Understanding the effects of eventual consistency in CrateDB and how to handle it

CrateDB has certain characteristics when describing its transactional guarantees: Atomicity and eventual consistency.

Atomicity on record-level guarantees that if a record is written to CrateDB, it either gets written as a whole or not at all. Eventual consistency refers to the effect that after ingesting records, those records are consistently available for querying only after a certain amount of time.

Although eventual consistency may sound like a limitation at first, it is part of an architecture decision that also brings advantages: Because indexing records is deferred, CrateDB can process data ingestion with minimal overhead and achieves high ingestion rates.

In this article, we will explain how eventual consistency works and outline strategies for how to handle it in client applications.

Ingestion workflow

To understand the inner workings behind eventual consistency, let’s look at the workflow that happens when new records are ingested. The workflow is on a shard level. If replication is used, each shard executes the workflow.

Once a record reaches a shard for ingestion, the following steps happen:

  1. The record is written to an in-memory buffer. Records in that buffer are not indexed yet. Queries do not access the in-memory buffer and therefore its content will not be included in any result set.

    At the same time, the record is also written to the translog on disk. The translog is used in recovery scenarios and also plays a special role in primary key lookups, as discussed later.

  2. After a certain duration, all records that have accumulated in the in-memory buffer are indexed and transferred into an in-memory Lucene segment.
    A segment is a fully independent index structure and enables data to be queried. The interval in which data is transferred from the in-memory buffer to an in-memory segment is referred to as the refresh interval and defaults to one second.

  3. A flush moves the in-memory segment to the disk. This flush has no impact on query behavior, but allows the translog to get purged.

The most noticeable impact on query behavior is the refresh interval. It describes the interval in which newly inserted records are indexed and therefore become consistently available for querying.

Once generated, segments are immutable. However, segments can be merged as part of an OPTIMIZE run to achieve optimal segment sizes.

Handling eventual consistency

A number of approaches allow influencing or mitigating eventual consistency to a certain degree.

Changing the refresh interval

The refresh interval is specified on a table or partition level (see CREATE TABLE). To speed up consistency, the refresh interval can be lowered.

The following statement creates a table with a lower-than-default refresh interval of 500 ms:

CREATE TABLE readings(
  sensor_id INTEGER NOT NULL,
  ts TIMESTAMP WITH TIME ZONE NOT NULL,
  payload OBJECT(DYNAMIC),
  PRIMARY KEY (sensor_id, ts)
)
WITH (refresh_interval = 500);

When not specifying a refresh interval explicitly during table creation, it defaults to one second. However, if a table is idle (table is not queried for more than 30 seconds), the refresh is deferred. It will then get executed as part of the first query that activates the table again.
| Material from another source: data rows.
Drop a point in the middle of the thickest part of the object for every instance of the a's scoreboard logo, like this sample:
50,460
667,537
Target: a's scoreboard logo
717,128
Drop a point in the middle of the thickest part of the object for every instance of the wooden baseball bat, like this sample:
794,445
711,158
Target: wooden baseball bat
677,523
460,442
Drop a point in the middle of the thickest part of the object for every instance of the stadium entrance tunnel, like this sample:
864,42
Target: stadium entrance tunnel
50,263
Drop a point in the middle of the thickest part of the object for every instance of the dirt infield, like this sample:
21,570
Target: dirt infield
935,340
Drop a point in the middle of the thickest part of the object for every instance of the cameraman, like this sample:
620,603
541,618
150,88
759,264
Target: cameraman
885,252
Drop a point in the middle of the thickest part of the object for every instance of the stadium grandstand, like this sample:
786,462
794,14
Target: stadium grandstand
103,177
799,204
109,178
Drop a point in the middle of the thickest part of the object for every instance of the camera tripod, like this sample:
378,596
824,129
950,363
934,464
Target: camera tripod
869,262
Setting the refresh interval to 0 does not disable the refresh mechanism. Instead, CrateDB will decide when to refresh data on other internal, non-time-based, factors.

ALTER TABLE also allows changing the refresh interval for existing tables or partitions: ALTER TABLE readings SET (refresh_interval = 1000);.

Changing the refresh interval has performance implications: Transferring data from the in-memory buffer to an in-memory segment consumes CPU cycles. The subsequent flush to disk causes write operations to disk. Lowering or increasing the refresh interval directly impacts the frequency of those operations.

Increasing the refresh interval can be relevant in high-load ingest scenarios. By running the refresh less often, more CPU cycles are available for indexing and fewer small segments get produced that need to be merged later on.

Manual table refresh

Instead of waiting for the period refresh to happen, the REFRESH command allows triggering it manually:

REFRESH TABLE readings;

Refreshing a table manually can be useful in two scenarios:

  1. After ingestion of certain data to ensure newly inserted rows are consistently available to all subsequent queries.
  2. Before running a SELECT query to ensure all records stored in CrateDB prior to running the REFRESH TABLE command are available for querying.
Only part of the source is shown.